Obviously, part of the answer depends on differences in human institutions. The clearest evidence for this view comes from pairs of countries that divide essentially the same environment but have very different institutions and, associated with those institutions, different per-capita GNPs. Four flagrant examples are the comparison of South Korea with North Korea, the former West Germany with the former East Germany, the Dominican Republic with Haiti, and Israel with its Arab neighbors. Among the many “good institutions” often invoked to explain the greater wealth of the first-named country of each of these pairs are effective rule of law, enforcement of contracts, protection of private property rights, lack of corruption, low frequency of assassinations, openness to trade and to flow of capital, incentives for investment, and so on.
Undoubtedly, good institutions are indeed part of the answer to the different wealths of nations. Many, perhaps most, economists go further and believe that good institutions are overwhelmingly the most important explanation. Many governments, agencies, and foundations base their policies, foreign aid, and loans on this explanation, by making the development of good institutions in poor countries their top priority.
But there is increasing recognition that this good-institutions view is incomplete—not wrong, just incomplete—and that other important factors need addressing if poor countries are to become rich.
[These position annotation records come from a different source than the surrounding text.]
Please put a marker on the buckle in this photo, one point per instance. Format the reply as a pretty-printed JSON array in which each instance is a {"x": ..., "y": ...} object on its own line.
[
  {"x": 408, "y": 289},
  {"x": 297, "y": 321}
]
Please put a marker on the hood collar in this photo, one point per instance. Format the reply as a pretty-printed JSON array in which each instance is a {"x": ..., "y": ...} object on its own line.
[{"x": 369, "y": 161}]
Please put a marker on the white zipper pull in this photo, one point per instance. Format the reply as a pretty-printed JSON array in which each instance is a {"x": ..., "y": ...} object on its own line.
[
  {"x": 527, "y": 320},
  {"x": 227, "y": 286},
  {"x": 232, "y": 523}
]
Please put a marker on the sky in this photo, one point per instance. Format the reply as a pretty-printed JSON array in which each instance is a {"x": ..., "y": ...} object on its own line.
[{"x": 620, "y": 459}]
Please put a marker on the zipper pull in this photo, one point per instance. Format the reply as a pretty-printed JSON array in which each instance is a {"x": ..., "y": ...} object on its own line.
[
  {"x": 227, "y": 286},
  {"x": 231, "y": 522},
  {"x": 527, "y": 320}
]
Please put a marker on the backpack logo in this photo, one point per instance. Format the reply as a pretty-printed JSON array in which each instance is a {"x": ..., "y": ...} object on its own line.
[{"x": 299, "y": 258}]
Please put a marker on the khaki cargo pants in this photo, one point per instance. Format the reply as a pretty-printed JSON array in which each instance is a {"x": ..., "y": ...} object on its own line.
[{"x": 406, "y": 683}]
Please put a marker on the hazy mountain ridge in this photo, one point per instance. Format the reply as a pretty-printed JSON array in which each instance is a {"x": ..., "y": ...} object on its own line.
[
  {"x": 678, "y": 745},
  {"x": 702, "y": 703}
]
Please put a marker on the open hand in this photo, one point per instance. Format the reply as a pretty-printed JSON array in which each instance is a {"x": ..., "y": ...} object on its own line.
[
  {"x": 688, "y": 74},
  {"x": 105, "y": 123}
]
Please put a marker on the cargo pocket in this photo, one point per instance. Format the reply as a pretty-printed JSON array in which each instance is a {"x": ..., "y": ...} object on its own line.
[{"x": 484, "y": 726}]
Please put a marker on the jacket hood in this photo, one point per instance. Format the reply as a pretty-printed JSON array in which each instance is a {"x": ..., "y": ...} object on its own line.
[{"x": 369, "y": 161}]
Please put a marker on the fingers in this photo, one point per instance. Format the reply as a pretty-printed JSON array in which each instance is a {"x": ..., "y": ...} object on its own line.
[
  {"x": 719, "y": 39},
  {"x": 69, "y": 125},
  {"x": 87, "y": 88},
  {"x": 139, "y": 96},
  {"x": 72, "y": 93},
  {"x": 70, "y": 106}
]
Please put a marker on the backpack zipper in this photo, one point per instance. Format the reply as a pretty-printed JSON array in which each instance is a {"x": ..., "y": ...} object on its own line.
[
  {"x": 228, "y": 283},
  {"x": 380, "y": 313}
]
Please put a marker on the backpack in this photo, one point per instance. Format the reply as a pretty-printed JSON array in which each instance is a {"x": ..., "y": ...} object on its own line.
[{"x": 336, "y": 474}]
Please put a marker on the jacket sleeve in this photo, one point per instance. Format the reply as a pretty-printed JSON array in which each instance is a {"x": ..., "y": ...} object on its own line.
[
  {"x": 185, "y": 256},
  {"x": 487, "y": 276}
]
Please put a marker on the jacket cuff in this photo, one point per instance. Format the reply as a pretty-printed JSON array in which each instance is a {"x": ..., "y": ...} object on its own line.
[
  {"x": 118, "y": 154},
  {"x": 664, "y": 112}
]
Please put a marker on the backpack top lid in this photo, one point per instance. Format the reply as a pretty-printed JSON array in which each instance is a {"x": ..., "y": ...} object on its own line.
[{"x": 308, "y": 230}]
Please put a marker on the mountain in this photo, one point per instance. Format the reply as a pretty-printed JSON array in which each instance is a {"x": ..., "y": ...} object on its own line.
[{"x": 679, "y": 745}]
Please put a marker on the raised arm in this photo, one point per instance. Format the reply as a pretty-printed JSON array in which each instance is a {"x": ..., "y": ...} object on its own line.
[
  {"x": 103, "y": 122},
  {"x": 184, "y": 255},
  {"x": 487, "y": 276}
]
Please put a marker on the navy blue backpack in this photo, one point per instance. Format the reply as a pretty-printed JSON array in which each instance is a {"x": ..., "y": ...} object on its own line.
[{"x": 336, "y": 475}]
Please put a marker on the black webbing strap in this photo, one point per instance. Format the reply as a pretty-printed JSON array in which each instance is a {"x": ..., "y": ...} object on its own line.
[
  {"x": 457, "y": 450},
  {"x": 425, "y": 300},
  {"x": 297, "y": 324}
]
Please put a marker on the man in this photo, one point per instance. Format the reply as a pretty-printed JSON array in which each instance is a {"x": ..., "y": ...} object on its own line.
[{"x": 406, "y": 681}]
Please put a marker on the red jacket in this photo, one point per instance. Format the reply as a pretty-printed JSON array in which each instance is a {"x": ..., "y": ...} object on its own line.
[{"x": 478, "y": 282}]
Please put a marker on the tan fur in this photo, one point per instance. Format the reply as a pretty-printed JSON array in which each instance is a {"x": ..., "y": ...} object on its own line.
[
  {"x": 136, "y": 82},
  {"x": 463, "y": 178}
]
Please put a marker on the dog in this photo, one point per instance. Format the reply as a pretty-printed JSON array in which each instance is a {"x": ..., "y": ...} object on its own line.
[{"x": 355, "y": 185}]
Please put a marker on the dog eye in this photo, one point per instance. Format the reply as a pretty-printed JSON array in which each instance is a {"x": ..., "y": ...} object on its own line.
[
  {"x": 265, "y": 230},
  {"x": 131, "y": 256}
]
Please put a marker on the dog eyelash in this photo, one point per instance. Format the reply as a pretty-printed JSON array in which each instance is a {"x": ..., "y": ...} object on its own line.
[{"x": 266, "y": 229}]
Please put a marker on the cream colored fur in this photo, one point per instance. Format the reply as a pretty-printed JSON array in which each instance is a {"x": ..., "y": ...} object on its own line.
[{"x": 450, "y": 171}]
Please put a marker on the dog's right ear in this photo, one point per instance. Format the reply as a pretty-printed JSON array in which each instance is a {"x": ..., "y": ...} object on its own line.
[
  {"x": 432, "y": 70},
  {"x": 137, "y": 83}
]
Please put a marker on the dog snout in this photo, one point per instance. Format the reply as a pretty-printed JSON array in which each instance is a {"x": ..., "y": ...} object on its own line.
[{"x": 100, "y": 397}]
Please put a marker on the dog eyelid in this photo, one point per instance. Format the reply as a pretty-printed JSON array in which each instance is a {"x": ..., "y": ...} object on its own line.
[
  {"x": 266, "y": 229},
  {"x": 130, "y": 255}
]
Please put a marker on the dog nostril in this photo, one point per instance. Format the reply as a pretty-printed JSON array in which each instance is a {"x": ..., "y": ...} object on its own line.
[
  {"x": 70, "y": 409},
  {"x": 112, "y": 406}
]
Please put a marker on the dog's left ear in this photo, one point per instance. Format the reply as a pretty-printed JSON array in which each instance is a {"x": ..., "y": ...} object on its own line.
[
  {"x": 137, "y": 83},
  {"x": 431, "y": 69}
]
This recognition has its own policy implications. One cannot just introduce good institutions to poor countries like Paraguay and Mali and expect those countries to adopt the institutions and achieve the per-capita GNPs of the United States and Switzerland. The criticisms of the good-institutions view are of two main types. One type recognizes the importance of other proximate variables besides good institutions, such as public health, soil- and climate-imposed limits on agricultural productivity, and environmental fragility. The other type concerns the origin of good institutions.
According to the latter criticism, it is not enough to consider good institutions as a proximate influence whose origins are of no further practical interest. Good institutions are not a random variable that could have popped up anywhere around the globe, in Denmark or in Somalia, with equal probability. Instead, it seems to me that, in the past, good institutions always arose because of a long chain of historical connections from ultimate causes rooted in geography to the proximate dependent variables of the institutions. We must understand that chain if we hope, now, to produce good institutions quickly in countries lacking them.
At the time that I wrote GGS, I commented, “The nations rising to new power [today] are still ones that were incorporated thousands of years ago into the old centers of dominance based on food production, or that have been repopulated by peoples from those centers…. The hand of history’s course at 8,000 B.C. lies heavily on us.” Two new papers by economists (Olsson and Hibbs, and Bockstette, Chanda, and Putterman) have subjected this postulated heavy hand of history to detailed tests. It turns out that countries in regions with long histories of state societies or agriculture have higher per-capita GNP than countries with short histories, even after other variables have been controlled. The effect explains a large fraction of the variance in GNP. Even just among countries with still-low or recently low GNPs, countries in regions with long histories of state societies or agriculture, like South Korea, Japan, and China, have higher growth rates than countries with short histories, such as New Guinea and the Philippines, even though some of the countries with short histories are much richer in natural resources.